In our, now completed, hiSNOW project the aim of the research was to compare methods of determining glacier and catchment scale runoff at a range of scales. While scientists and students in the Hydro_Climatology group of the Geography department have worked on running a catchment hydrological model called AMUNDSEN, and colleagues at EURAC have worked on determining the evolution of snow cover and glacier snowlines from satellite data, University of Innsbruck MSc students Hannah Prantl and Franz Grüsser, working within the Remote Sensing and topographic LiDAR research group, led the charge to compute geodetic mass changes of the glacier from terrestrial laser scanning and Rainer Prinz and myself (though mainly Rainer) measured the mass balance by the traditional glaciological method. You can read about the various methods of determining glacier mass balance in this UNESCO Glossary of Glacier Mass Balance and Related Terms.
Hochjochferner is a small valley glacier close to the Italian-Austrian border. During the last expanded glacier extent during the Little Ice Age, a long glacier tongue descended the upper Rofental, but glacier recession since then has caused the glacier tongue to be lost and now a number of smaller glaciers are what is left of the disintegrated former Hochjochferner. The most south-westerly of these glaciers hosts the Kurzras ski area – accessed from Italy.
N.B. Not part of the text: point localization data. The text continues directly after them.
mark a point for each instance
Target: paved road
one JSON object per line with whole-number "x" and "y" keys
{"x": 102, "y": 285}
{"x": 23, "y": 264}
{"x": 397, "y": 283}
The site of our study is the next glacier body to the north-east of the ski area (blue in the figure below).
Map of Hochjochferner, showing the part that is being measured in this study (blue), the ski area (yellow) and the intervening debris-covered ice (orange) as well as the rest of the glacier also known as Hochjochferner (green). The map shows all the locations of stakes measured on this site (6 on the glacier, 2 on the debris-covered ice, and 1 in the lower ski area). It also shows the locations of snow pits excavated to determine snow properties, th locations from which TLS scans were made, and the reflectors used for ground control points in the TLS scans. Figure by Hannah Prandtl.
The hydrological year in this part of the world runs from 01-October until 30-September, so glaciological mass balance for this glacier is calculated over this period, with 01/10/2013-30/09/2014 being termed the mass balance year 2014, or more simply the annual mass balance for 2013/2014. We visit and measure the 6 stakes drilled into the glacier surface and measure the surface height change there as well as determining the density of the surface (fresh snow is less dense than old snow, which is less dense than ice) so that these height changes can be converted into a water equivalent depth change over the year. Then a contour map of the likely pattern of this water equivalent surface change is mapped out by hand using these stake data and photographs from the field to see where the snowline was. The mass change within fixed elevation bands on the glacier is then calculated, summed and divided by the total glacier area to get the specific glacier mass balance.
It turns out that while 2013/14 was a year when a moderate mass was lost (-244 kg m-2 … equivalent to removing a water layer of 24.4cm depth from the whole glacier surface), 2014/15 was a pretty nasty one for this glacier, with much more mass loss occurring (-2030 kg m-2 … equivalent to removing a water layer of 203cm (over 2m!) depth from the whole glacier surface). Here is the map of surface mass change (in units of mm water equivalent depth, which is numerically the same as mass units of kg m-2) for the mass balance year 2013/14 as determined from the glaciological method:
Now PhD student Hannah Prandtl has just published a paper on using laser scanning return signals intensity and glacier surface classification schemes to map the changing snow cover over the glacier in detail over a summer ablation season.